Is 'Time' sending a secret message with its Donald Trump Person of the Year cover?

Is 'Time' sending a secret message with its Donald Trump Person of the Year cover?

On Wednesday, Time magazine revealed its selection for the publication's annual Person of the Year honor: President-elect Donald Trump. The magazine's choice immediately spurred outrage, eyerolls — and wild conspiracy theories about secret meanings behind the cover photo.

Is there a hidden Hitler comparison?

Some on social media have already pointed out that Trump, in his cover for the Person of the Year issue, is shown sitting in an armchair, posing with his head turned, looking somewhat reminiscent of an image of Adolf Hitler on the cover of Time. 

But, while Hitler was named as Time's 1938 Man of the Year, the cover of that issue, from January 1939, showed a sinister black and white illustration of Hitler from the back, drawn by Rudolph Von Ripper — not that seated portrait.

The image that some are comparing to Trump's cover, of Hitler posed in a chair, is actually from an April 1941 issue of the magazine, not from Hitler's Man of the Year cover — making a link between the two images even more tenuous. 

It's also worth noting that Time's Man of the Year cover for Hitler was clearly a critical portrayal, showing what the Orlando Sentinel called "Adolf Hitler and the Nazis controlling and looking on as victims dangled from St. Catherine's wheel," and accompanied by the caption "From the unholy organist, a hymn of hate."

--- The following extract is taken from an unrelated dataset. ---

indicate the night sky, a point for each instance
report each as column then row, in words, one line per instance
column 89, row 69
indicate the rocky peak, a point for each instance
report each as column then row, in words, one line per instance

Some people have leaned on the connection between Trump's seated pose and the covers featuring Hitler and French Prime Minister and Nazi sympathizer Pierre Laval, who was also depicted in an armchair when he was Time's 1931 Man of the Year. But, as mentioned above, the Time cover featuring Hitler seated in a chair wasn't the same issue in which he was named Man of the Year. 

If the only two Person of the Year covers with seated subjects were Laval and Trump, that might make a stronger case for an intentional connection, but 1933's Man of the Year Hugh Johnson was also seated in a chair, so was 1986 Woman of the Year Corazon Aquino and so were the bizarre statues that graced the cover of the 1982 issue that declared "the computer" the Machine of the Year.

Does Trump have "devil horns?"

Onto the next conspiracy theory — does Trump's Time cover show him with "devil horns" above his head? That's what some people seem to think, pointing out that the negative space under the "M" on the cover seems to make two triangles just above Trump's head.

Time itself actually addressed this theory on Wednesday, linking to a gallery of other covers that appeared to give subjects horns and saying that "Given the shape of the letter 'm' in the magazine's name and its location on the cover, many other subjects in the past have also appeared to sprout extra features. 

It's happened to Hillary Clinton at least twice. It's happened to Bill Clinton, and George W. Bush, too," and adding "Any resemblance to cats, bats or devil horns is entirely coincidental."

Dec. 7, 3:09 p.m.: This story has been updated.